I asked her, 'Nana, look at us now? What are we going to do? Having you here is terrible! (no one ever came to feed her. I was going to have to go ask again. The warm food was cold and the ice cream was melted.)'

She looked me straight in the eye and said, 'We do the best we can. We don't write the book. HE writes the book. But WE are the ones that go and live it. We do the best we can'.
The words were like soothing balm to my soul, especially hearing it from Nana, who I love so much. I stopped crying. I remembered how as a young mother she had to run to the caves when the bombing strikes hit in the war. Nannu was fighting in battle far away. There was not enough food, and my mother told me that Nana never ate. She always said she wasn't hungry. Everyone was starving. They even ate rats if they were lucky enough to catch them. They always had flour because her mother, Nana Peppina, owned a bakery. But when the neighbors came to the door to ask for flour, Nana had to lie because there was only enough for them. She was the strongest single mother of all, and these words must have helped her to survive. 
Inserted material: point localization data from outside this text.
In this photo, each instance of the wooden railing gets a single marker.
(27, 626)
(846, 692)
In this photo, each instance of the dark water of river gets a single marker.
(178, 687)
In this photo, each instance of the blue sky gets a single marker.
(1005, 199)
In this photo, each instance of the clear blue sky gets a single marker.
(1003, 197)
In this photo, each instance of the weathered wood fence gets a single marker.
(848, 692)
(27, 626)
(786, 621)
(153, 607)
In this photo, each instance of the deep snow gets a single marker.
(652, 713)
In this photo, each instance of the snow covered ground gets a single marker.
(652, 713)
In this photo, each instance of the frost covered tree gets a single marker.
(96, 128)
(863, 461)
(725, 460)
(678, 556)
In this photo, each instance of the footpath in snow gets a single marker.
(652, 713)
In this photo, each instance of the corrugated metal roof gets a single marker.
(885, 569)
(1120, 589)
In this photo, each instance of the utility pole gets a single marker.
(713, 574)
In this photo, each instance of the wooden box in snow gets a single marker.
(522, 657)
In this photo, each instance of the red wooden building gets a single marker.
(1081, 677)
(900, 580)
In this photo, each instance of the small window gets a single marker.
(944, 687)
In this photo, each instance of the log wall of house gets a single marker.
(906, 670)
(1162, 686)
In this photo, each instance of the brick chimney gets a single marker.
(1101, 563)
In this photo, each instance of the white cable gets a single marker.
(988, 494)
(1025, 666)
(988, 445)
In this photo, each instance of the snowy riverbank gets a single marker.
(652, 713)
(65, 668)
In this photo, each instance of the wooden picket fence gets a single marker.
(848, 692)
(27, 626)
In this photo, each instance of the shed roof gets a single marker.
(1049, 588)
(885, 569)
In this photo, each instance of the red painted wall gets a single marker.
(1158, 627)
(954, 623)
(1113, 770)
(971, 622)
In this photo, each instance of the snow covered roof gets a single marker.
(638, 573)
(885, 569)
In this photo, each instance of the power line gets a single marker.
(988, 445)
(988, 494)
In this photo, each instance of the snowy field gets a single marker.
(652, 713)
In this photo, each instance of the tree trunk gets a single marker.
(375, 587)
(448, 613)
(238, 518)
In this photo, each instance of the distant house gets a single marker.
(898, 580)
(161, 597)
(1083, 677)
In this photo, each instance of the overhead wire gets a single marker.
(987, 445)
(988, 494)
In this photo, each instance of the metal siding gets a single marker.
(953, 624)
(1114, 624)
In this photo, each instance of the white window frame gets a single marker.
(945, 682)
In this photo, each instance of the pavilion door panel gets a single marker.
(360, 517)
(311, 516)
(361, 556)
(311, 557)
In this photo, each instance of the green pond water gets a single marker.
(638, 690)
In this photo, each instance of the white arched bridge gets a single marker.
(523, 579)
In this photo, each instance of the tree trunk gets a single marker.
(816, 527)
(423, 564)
I got a nurse to help feed her. Nana has to be reminded to swallow several times with every bite. When she stops eating, that is it. There will be no G-tube feedings like her roommate. The only thing keeping her alive is the kindness of her nurse. She takes the protein shake and adds ice cream to it to get her to eat. She knows Nana likes sweets.
After six, the sun was starting to go down. I have a long drive back home. Nana has a beautiful window next to her bed. I explained to her and the nurse who was feeding her that I wanted to get home before it was dark. Nana completely understood, and smiled. I kissed her, and said, 'Ciao!' She said, 'Ciao and Arrividerci'.